Structure, optical and magnetic properties of the pyridinium cobaltate (C6H9N2)2[CoCl4

Abstract

The reaction of 2-amino-4-methylpyridine (L) with CoCl2·6H2O in hydrochloric acid gave the chlorocobaltate (HL)2[CoCl4] in 82% yield. X-ray diffraction of the blue crystalline material showed isolated [CoCl4]2– tetrahedra in the structure, connected to the aromatic 2-amino-4-methyl pyridinium cations through H bonding while the cations show π-stacking.

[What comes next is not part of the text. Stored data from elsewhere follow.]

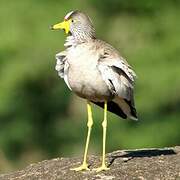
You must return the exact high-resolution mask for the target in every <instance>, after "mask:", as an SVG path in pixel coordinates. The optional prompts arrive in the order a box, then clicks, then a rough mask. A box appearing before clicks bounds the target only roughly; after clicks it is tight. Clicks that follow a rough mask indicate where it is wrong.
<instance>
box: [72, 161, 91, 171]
mask: <svg viewBox="0 0 180 180" xmlns="http://www.w3.org/2000/svg"><path fill="white" fill-rule="evenodd" d="M70 170H72V171H83V170H88V171H89V170H90V169H89V168H88V165H87V163H83V164H82V165H81V166H79V167H77V168H71V169H70Z"/></svg>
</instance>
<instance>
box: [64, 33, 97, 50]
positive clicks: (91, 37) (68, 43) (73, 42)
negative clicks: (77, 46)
mask: <svg viewBox="0 0 180 180" xmlns="http://www.w3.org/2000/svg"><path fill="white" fill-rule="evenodd" d="M92 39H95V37H94V36H87V35H86V36H83V35H81V36H79V35H76V34H73V35H70V36H68V37H67V38H66V41H65V44H64V46H65V47H72V46H73V47H74V46H77V45H78V44H81V43H85V42H90V41H92Z"/></svg>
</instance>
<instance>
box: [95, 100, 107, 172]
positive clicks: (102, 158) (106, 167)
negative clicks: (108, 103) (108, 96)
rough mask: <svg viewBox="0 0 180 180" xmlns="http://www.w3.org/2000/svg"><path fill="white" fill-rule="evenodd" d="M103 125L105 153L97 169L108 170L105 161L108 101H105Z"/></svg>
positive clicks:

FT-IR spectroscopy in conjunction with Hirshfeld surface analysis confirmed the importance of the 2-amino function in the cations for the hydrogen bonding. The material is thermally stable up to 270 °C. Intense UV–vis absorptions in the range 200–400 nm were assigned to π–π* transitions in the pyridinium cation, weaker features in the range 600–750 nm were due to ligand-field transitions in the d7 high-spin system [CoCl4]2–. Excitation at 370 nm led to an intense blue-green emission at λem = 473 nm attributable to excited π–π* states. The molar susceptibility measured over a range of 5–300 K reveals paramagnetic behavior at high temperature range with an effective magnetic moment of µeff = 4.74 µB indicating a significant spin–orbit coupling contribution adding to the spin-only value of 3.87 µB expected for Co(II) with 3d7 high spin configuration.